Pesan Nyepi
A
A
A
KEMARIN, saudara-saudara kita yang beragama Hindu merayakan Nyepi tahun Saka 1939. Nyepi yang berasal dari kata sepi atau sunyi juga senyap ataupun hening, meminta umat Hindu untuk menyucikan diri dalam menghadapi kehidupan di bumi ini.
Dalam merayakan Nyepi yang juga tahun baru Saka, umat Hindu justru jauh dari hingar-bingar karena mereka harus berdiam diri di rumah tanpa ada aktivitas sehari-hari.
Dalam Nyepi, umat Hindu melakukan Catur Brata Penyepian yaitu pati geni (tidak menyalakan api), pati karya (menghentikan segala pekerjaan), pati lelungan (tidak bepergian), dan pati lelanguan (tidak bersenang-senang). Dalam berdiam diri di rumah, mereka merenungkan kembali apa yang telah mereka lakukan selama dan melakukan introspeksi diri.
Lebih jauh lagi, Nyepi bertujuan memohon kepada Tuhan untuk menyucikan Bhuana Alit (mikro kosmos) atau yang jika diartikan adalah alam manusia dengan Bhuana Agung atau yang mempunyai arti alam semesta (makro kosmos). Bagi sebagian masyarakat, Bhuana Alit berarti diri manusia.

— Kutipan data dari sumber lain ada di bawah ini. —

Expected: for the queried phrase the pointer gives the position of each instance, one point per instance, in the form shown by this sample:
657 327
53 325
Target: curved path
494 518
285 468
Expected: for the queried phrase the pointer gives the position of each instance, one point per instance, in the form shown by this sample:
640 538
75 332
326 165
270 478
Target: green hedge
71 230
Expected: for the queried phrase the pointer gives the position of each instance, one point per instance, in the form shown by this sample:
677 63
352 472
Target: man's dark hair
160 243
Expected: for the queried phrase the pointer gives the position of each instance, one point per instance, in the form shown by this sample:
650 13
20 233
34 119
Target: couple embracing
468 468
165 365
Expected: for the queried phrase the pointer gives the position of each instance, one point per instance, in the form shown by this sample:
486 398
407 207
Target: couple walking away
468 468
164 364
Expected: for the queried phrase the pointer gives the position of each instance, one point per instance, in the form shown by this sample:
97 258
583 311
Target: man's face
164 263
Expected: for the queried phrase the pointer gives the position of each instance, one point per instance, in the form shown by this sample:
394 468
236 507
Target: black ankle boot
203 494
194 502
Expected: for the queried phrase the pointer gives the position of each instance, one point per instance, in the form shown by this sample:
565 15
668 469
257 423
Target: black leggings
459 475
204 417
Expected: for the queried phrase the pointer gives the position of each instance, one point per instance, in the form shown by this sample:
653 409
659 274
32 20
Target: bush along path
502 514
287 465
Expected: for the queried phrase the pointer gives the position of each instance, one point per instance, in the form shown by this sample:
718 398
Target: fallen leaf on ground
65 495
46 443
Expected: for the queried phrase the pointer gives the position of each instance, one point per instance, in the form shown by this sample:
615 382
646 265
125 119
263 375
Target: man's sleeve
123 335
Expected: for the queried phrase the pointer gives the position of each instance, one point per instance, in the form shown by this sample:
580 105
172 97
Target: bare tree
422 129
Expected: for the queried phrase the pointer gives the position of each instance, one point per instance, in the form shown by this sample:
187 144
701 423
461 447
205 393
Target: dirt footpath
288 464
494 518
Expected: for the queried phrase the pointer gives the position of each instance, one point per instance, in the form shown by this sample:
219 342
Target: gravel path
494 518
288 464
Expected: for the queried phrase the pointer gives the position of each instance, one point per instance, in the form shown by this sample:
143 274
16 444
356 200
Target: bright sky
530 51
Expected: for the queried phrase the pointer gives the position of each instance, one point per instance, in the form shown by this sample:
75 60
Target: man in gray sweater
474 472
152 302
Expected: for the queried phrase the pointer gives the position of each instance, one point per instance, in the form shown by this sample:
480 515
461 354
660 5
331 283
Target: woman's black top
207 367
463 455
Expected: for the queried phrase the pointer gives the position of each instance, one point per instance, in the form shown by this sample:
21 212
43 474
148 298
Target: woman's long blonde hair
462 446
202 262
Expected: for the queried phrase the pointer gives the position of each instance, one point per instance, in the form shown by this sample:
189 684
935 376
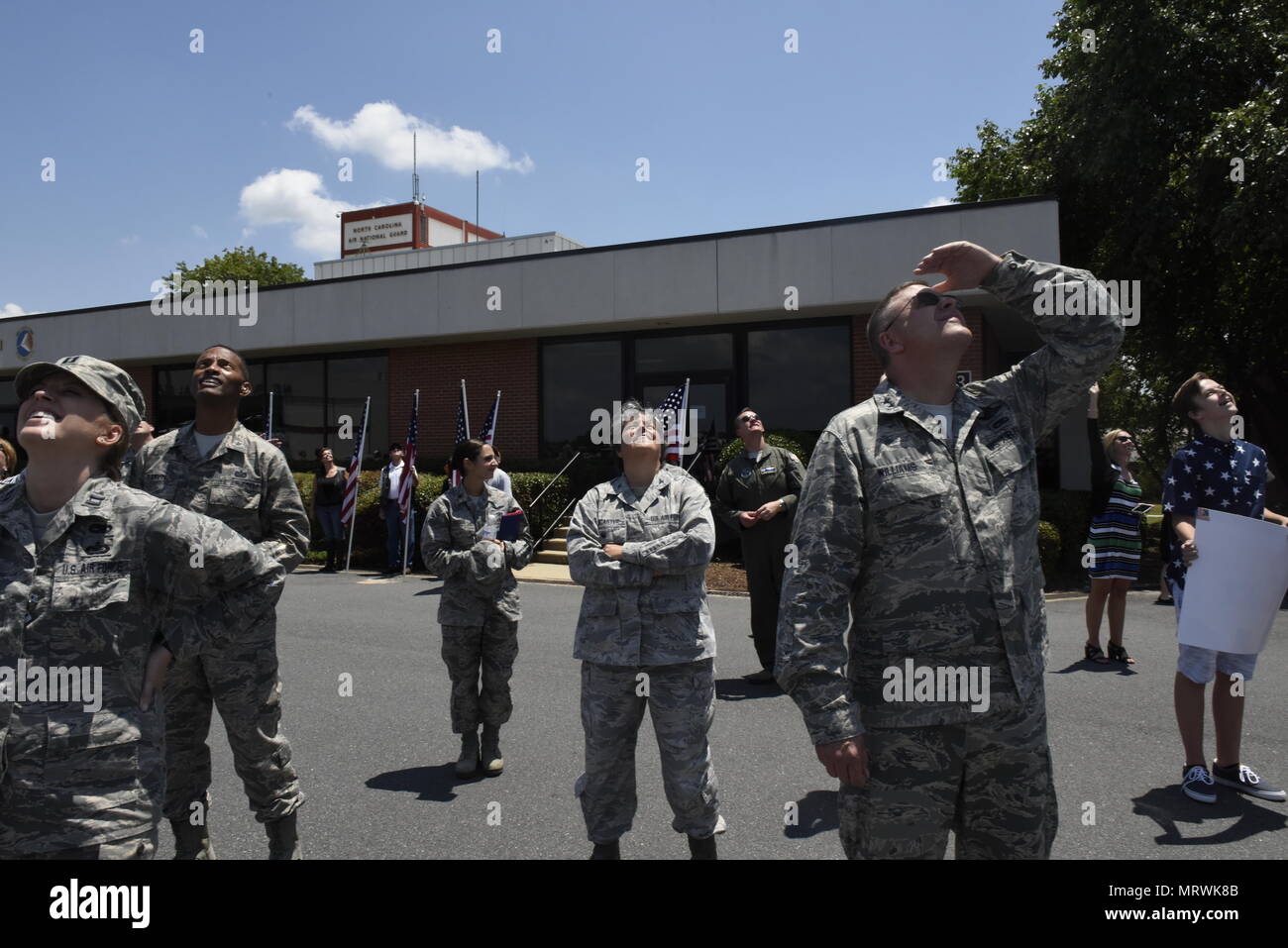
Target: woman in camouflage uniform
101 584
640 545
480 607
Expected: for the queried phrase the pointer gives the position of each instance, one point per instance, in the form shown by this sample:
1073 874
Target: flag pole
362 446
684 421
411 504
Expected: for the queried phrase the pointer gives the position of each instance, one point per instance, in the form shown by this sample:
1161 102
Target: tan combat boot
283 841
492 760
191 841
469 760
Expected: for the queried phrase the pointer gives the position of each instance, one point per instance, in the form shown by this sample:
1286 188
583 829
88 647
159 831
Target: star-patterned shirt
1228 475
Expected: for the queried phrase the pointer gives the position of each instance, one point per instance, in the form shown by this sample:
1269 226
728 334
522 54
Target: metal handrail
537 498
555 522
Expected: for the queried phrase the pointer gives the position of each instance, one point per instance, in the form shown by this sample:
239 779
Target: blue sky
162 155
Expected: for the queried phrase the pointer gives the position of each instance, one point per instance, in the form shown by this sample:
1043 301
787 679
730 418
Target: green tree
239 263
1167 146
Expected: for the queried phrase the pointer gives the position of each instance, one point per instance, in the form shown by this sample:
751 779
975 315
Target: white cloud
295 197
384 132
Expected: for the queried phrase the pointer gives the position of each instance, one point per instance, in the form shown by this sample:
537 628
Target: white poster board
1234 587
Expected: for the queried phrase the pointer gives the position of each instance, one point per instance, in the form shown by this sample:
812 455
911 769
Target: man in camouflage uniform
218 468
480 604
756 496
917 530
640 545
108 579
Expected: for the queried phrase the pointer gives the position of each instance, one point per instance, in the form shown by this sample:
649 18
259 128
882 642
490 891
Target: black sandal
1117 653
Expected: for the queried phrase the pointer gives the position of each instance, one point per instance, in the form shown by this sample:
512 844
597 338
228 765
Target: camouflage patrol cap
108 381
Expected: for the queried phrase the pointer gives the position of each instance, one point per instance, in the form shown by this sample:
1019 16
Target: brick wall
437 371
143 377
867 371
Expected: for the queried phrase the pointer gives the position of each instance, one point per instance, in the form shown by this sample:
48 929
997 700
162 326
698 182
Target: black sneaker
1243 780
1197 785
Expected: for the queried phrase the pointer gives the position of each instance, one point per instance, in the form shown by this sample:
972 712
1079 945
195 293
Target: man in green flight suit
756 496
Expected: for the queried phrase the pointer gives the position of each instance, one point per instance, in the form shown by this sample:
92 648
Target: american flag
489 425
349 501
463 428
406 485
674 410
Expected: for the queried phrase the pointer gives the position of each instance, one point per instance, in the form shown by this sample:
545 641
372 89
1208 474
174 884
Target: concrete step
544 572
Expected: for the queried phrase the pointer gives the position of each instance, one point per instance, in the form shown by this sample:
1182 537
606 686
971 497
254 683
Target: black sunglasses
922 298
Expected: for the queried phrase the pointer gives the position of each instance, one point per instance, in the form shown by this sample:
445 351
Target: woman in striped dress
1115 535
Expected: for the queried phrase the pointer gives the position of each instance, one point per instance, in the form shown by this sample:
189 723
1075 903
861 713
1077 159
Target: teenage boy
1224 473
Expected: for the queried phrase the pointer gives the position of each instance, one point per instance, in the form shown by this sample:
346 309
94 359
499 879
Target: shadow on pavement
1087 665
1168 806
816 814
741 689
436 784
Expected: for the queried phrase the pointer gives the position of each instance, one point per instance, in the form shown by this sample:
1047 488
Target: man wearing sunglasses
756 496
918 520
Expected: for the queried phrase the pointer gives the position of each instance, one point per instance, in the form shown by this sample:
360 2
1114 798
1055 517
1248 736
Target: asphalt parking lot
376 766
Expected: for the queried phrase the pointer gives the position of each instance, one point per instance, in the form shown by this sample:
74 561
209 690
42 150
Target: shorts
1199 665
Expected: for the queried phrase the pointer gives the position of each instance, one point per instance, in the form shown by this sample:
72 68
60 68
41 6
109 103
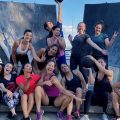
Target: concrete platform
51 109
52 116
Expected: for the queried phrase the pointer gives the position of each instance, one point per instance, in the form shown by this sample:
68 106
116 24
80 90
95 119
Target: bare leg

Dengan satu hari berdiam diri dan menyucikan diri, manusia diharapkan akan mengalami perubahan sikap menjadi lebih baik dari sebelumnya. Semua nafsu yang selama ini membelenggu manusia untuk mendekatkan diri kepada Tuhan, mencoba dilepaskan. Dalam tujuan Nyepi diharapkan ada perubahan sikap atau tindak tanduk manusia menjadi lebih baik.
Jika direnungkan, pesan Nyepi sangat baik bagi semua umat manusia. Dalam perjalanan hidup, pada suatu waktu kita harus berhenti untuk merenungkan apa yang telah kita lakukan dan akan lakukan.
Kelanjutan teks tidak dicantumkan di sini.